Paint What You Know…

Yesterday I started a watercolor journal. My sister and brother-in-law have been bestowing upon me all manner of wonderful art supplies, including watercolors, waterbrushes, watercolor pencils and paper galore. Three of the pads of 140-lb paper are really conducive to journaling, and after I purchased a set of Pigma Micron pens for detail work and making margin notes, I decided to give it a go.

Writers are always told to “write what you know,” so I decided to start painting what I know best, my immediate environment. Yesterday on Facebook I posted this watercolor sketch of the view outside the window to the right of my desk downstairs:

Since I had time today, I decided to add another, this time from a photo of my daughter in the kitchen, and post a bit about the process. I sometimes wish I was the kind of person who could just slap down some paint and call it art, but most paintings take at least some planning, especially watercolor paintings. Today I started with a sketch on a sheet of legal pad paper and transferred it to the watercolor pad:

Then I used a few washes, limited palette:

Added some Micron pen details and more wash layers:

And after the final details:

Part of making art is knowing when to stop adding details, and I should have stopped before trying to put a plate on the counter. Our dishes have a very detailed and colorful Mexican pattern, and I tried to depict that, but a simple plate would have sufficed, or it could even have been left out altogether. But hey, live and learn; this is just a journal. I’m enjoying the process and having fun painting again.

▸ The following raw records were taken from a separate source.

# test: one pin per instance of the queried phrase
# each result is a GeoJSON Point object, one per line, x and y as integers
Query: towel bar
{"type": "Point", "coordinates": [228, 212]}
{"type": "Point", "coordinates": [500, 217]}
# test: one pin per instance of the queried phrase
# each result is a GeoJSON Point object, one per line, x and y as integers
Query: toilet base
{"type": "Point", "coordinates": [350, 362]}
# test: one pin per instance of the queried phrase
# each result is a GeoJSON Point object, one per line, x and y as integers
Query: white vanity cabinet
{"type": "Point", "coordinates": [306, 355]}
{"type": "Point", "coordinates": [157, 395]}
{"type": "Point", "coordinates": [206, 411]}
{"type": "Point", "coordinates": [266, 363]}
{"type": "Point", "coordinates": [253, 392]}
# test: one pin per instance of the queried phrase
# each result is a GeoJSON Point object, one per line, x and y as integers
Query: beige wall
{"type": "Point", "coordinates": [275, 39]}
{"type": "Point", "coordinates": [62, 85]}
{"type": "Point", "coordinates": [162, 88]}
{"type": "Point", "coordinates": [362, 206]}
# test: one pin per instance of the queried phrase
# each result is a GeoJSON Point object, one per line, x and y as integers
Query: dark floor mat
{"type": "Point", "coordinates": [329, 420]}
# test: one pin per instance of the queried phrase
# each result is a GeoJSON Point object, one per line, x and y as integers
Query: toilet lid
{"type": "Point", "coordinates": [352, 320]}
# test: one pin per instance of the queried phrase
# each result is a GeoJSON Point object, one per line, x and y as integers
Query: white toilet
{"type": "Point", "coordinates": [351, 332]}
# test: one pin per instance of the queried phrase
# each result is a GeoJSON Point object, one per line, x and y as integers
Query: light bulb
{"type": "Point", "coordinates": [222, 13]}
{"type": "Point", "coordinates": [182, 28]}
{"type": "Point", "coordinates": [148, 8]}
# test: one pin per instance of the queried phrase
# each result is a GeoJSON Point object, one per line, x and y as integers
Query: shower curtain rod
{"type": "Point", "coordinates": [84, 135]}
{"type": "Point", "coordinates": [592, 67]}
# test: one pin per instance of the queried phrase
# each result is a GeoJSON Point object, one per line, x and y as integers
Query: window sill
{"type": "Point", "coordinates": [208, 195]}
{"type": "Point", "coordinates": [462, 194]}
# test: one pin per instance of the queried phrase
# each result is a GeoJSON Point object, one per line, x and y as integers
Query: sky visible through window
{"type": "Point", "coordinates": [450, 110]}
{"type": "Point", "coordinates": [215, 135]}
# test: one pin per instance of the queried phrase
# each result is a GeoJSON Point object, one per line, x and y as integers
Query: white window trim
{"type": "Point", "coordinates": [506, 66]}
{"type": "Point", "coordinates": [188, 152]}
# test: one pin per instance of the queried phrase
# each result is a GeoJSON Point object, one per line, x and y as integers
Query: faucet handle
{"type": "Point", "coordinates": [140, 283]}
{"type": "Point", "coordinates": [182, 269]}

Okay, I’m off to shoot some photos while we have a partly sunny and dry day to do so.  I wish everyone a good week!


7 thoughts on “Paint What You Know…

    • Thank you, Jen! I’ve always liked seeing how people pull paintings together, too, so I wanted to show that as well.

    • Thanks, Lisette! Painting is something I haven’t done in a long time, but it’s a nice switchoff from writing. I’m writing in the morning still and reserving painting for later in the day and weekends.

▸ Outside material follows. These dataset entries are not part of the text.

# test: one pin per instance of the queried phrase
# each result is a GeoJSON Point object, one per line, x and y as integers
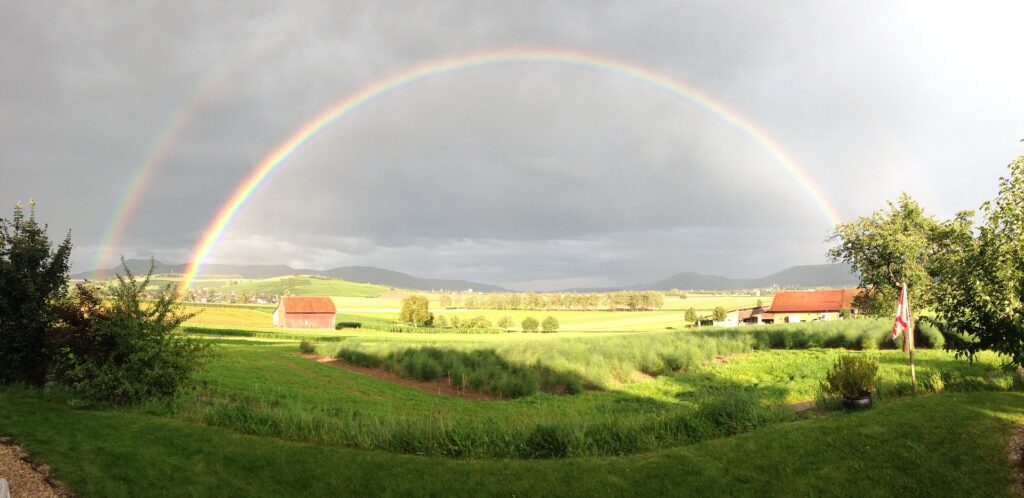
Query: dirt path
{"type": "Point", "coordinates": [1016, 450]}
{"type": "Point", "coordinates": [25, 478]}
{"type": "Point", "coordinates": [441, 386]}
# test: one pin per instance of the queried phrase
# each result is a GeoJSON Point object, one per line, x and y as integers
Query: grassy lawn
{"type": "Point", "coordinates": [947, 445]}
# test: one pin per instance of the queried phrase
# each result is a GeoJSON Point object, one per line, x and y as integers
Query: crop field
{"type": "Point", "coordinates": [690, 404]}
{"type": "Point", "coordinates": [615, 393]}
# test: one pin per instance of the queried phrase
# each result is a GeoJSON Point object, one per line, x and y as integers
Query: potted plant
{"type": "Point", "coordinates": [852, 376]}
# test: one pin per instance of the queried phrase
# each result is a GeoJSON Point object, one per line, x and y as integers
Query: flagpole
{"type": "Point", "coordinates": [908, 341]}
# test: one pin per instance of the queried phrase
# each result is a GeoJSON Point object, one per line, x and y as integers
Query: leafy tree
{"type": "Point", "coordinates": [691, 316]}
{"type": "Point", "coordinates": [719, 314]}
{"type": "Point", "coordinates": [33, 276]}
{"type": "Point", "coordinates": [416, 310]}
{"type": "Point", "coordinates": [123, 348]}
{"type": "Point", "coordinates": [979, 294]}
{"type": "Point", "coordinates": [888, 248]}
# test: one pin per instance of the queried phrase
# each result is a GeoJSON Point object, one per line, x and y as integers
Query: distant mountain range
{"type": "Point", "coordinates": [367, 275]}
{"type": "Point", "coordinates": [808, 276]}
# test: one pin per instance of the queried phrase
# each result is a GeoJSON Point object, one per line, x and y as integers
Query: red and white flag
{"type": "Point", "coordinates": [902, 314]}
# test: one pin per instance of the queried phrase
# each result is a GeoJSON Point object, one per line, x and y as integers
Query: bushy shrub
{"type": "Point", "coordinates": [851, 376]}
{"type": "Point", "coordinates": [123, 349]}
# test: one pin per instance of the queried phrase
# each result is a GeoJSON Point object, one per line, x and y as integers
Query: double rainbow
{"type": "Point", "coordinates": [441, 67]}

      I will be finished reading “Squalor, New Mexico” soon–I’ve really enjoyed it and will be writing a review; it should be made into a movie, do you have plans for a screenplay?

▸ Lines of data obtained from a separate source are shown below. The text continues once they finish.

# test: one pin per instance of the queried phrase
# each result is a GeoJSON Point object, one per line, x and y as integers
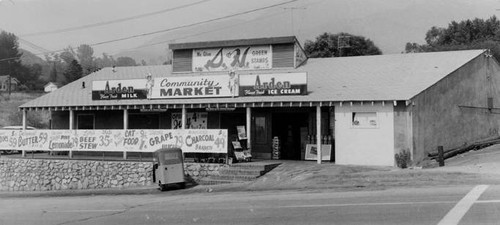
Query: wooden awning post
{"type": "Point", "coordinates": [25, 115]}
{"type": "Point", "coordinates": [183, 117]}
{"type": "Point", "coordinates": [249, 129]}
{"type": "Point", "coordinates": [125, 127]}
{"type": "Point", "coordinates": [71, 122]}
{"type": "Point", "coordinates": [318, 133]}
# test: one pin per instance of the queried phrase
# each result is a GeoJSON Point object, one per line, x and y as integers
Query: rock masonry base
{"type": "Point", "coordinates": [48, 175]}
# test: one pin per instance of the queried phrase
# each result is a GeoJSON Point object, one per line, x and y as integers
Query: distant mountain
{"type": "Point", "coordinates": [28, 58]}
{"type": "Point", "coordinates": [390, 24]}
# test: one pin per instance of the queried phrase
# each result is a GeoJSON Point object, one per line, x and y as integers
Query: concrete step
{"type": "Point", "coordinates": [265, 167]}
{"type": "Point", "coordinates": [211, 181]}
{"type": "Point", "coordinates": [232, 177]}
{"type": "Point", "coordinates": [240, 171]}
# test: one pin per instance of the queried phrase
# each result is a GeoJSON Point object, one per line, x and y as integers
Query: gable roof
{"type": "Point", "coordinates": [361, 78]}
{"type": "Point", "coordinates": [5, 78]}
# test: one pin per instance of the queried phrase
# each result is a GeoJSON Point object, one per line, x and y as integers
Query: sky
{"type": "Point", "coordinates": [51, 25]}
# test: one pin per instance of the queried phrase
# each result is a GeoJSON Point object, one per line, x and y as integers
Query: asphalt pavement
{"type": "Point", "coordinates": [477, 204]}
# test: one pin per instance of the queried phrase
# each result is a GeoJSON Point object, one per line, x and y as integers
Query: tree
{"type": "Point", "coordinates": [73, 72]}
{"type": "Point", "coordinates": [463, 35]}
{"type": "Point", "coordinates": [125, 61]}
{"type": "Point", "coordinates": [105, 61]}
{"type": "Point", "coordinates": [327, 45]}
{"type": "Point", "coordinates": [85, 56]}
{"type": "Point", "coordinates": [10, 57]}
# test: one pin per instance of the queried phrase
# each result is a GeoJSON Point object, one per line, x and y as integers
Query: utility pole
{"type": "Point", "coordinates": [291, 15]}
{"type": "Point", "coordinates": [343, 42]}
{"type": "Point", "coordinates": [10, 79]}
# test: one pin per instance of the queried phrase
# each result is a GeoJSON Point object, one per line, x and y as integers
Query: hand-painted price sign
{"type": "Point", "coordinates": [189, 140]}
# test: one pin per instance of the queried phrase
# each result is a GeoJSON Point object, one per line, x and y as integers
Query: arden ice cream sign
{"type": "Point", "coordinates": [273, 84]}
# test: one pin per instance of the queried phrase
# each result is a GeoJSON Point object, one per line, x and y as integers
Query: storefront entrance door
{"type": "Point", "coordinates": [261, 135]}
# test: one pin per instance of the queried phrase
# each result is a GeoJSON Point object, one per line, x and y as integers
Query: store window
{"type": "Point", "coordinates": [261, 131]}
{"type": "Point", "coordinates": [364, 120]}
{"type": "Point", "coordinates": [144, 121]}
{"type": "Point", "coordinates": [85, 121]}
{"type": "Point", "coordinates": [194, 120]}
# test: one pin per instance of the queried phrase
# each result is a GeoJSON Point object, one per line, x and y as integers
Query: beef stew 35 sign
{"type": "Point", "coordinates": [189, 140]}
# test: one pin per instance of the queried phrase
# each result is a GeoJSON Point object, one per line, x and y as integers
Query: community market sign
{"type": "Point", "coordinates": [195, 140]}
{"type": "Point", "coordinates": [191, 87]}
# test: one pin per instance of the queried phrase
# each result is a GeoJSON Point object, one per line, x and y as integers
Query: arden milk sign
{"type": "Point", "coordinates": [237, 58]}
{"type": "Point", "coordinates": [273, 84]}
{"type": "Point", "coordinates": [191, 87]}
{"type": "Point", "coordinates": [196, 141]}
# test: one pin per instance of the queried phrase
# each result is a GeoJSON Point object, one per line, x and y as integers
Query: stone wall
{"type": "Point", "coordinates": [46, 175]}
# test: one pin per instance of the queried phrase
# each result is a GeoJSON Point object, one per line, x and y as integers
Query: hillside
{"type": "Point", "coordinates": [10, 115]}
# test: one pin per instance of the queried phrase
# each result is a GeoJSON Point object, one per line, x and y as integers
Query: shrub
{"type": "Point", "coordinates": [403, 159]}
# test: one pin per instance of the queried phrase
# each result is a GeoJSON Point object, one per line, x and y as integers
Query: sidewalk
{"type": "Point", "coordinates": [308, 175]}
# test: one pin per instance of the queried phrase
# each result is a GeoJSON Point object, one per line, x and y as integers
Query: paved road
{"type": "Point", "coordinates": [443, 205]}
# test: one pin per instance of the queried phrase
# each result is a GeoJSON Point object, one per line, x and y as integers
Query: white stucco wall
{"type": "Point", "coordinates": [364, 146]}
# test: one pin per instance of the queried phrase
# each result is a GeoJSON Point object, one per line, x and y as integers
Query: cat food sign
{"type": "Point", "coordinates": [237, 58]}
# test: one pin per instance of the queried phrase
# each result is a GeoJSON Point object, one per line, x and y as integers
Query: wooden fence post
{"type": "Point", "coordinates": [440, 156]}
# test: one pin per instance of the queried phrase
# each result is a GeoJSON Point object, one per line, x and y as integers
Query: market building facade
{"type": "Point", "coordinates": [280, 104]}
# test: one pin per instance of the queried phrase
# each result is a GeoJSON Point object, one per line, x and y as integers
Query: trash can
{"type": "Point", "coordinates": [168, 167]}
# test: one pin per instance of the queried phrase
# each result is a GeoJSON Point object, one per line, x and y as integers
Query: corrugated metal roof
{"type": "Point", "coordinates": [232, 43]}
{"type": "Point", "coordinates": [362, 78]}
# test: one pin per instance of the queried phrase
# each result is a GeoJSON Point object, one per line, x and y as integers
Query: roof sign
{"type": "Point", "coordinates": [237, 58]}
{"type": "Point", "coordinates": [119, 89]}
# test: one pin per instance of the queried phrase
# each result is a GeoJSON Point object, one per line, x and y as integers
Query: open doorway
{"type": "Point", "coordinates": [287, 127]}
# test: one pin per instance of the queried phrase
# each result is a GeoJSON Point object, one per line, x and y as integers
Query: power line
{"type": "Point", "coordinates": [111, 21]}
{"type": "Point", "coordinates": [31, 44]}
{"type": "Point", "coordinates": [169, 29]}
{"type": "Point", "coordinates": [200, 33]}
{"type": "Point", "coordinates": [193, 24]}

    • Thanks! After making the sketch I just ran the pencil back and forth on the back of it and used it like a carbon, tracing the major lines onto the watercolor paper. I would have just done the sketch on the watercolor paper itself, but it was easier this way and safer, in that because I’m using both sides of the paper in this journal, I didn’t want to chance stressing it out too much by having to erase if I needed to.